For equity, the Ondo State Power Sector Law equally imposes heavy fines upon electricity distribution companies for indiscriminate disconnections. It outlaws community bulk metering and makes apartment or household metering the standard throughout the state unlike in the past when an entire community or estate could be disconnected for a debt owed by some houses within those communities.

When contacted on the possibility of conflict in the regulations announced by the Federal Government and those of states on meters, consumption, and theft, Engr.

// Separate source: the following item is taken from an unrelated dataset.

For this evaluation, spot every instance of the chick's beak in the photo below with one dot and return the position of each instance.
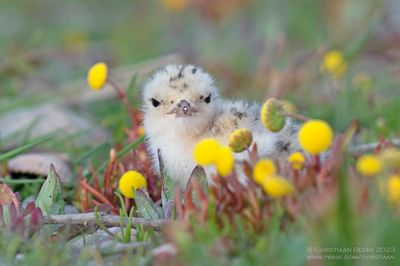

Olatunji Ariyomo, who led the Ondo State’s technical team during the enactment of the law, explained that there is no conflict.

According to him, “NERC’s regulations on the distribution of energy and the associated metering processes are binding in states within the federation that are still under NERC’s regulatory oversight but do not apply to states that have enacted their electricity laws. In states that have their electricity laws such as Ondo, Enugu, Ekiti, Imo, Oyo, Edo, and Kogi, etc, their respective State Regulators are fully in charge”.

He further reiterated that “the constitution is very clear. Distribution within states is exclusively a constitutionally donated privilege to states of the federation. Only the Houses of Assembly of States can make laws on distribution activities within states and the creation of Authorities to regulate those activities.

“Anyone who has read the constitution on the subject would have observed that distribution within states is conspicuously not included anywhere within the constitution as part of the items that the National Assembly can legislate, except when the location is within international boundaries.

“The implication is that the National Assembly cannot even cover the field on the subject of distribution within states because it does not enjoy concurrency with states’ assemblies in that specific area.

“This is settled if you check the 6 items that described the powers of the National Assembly in the electricity sector in Section 13 of Part II, Second Schedule, of the Constitution under the concurrent legislative list. But then, there is no room for a vacuum.

“The vacuum created by states being asleep to their responsibilities brought NERC into regulating distribution activities within states. So those states that are not asleep to their rights are not under NERC oversight” he clarified.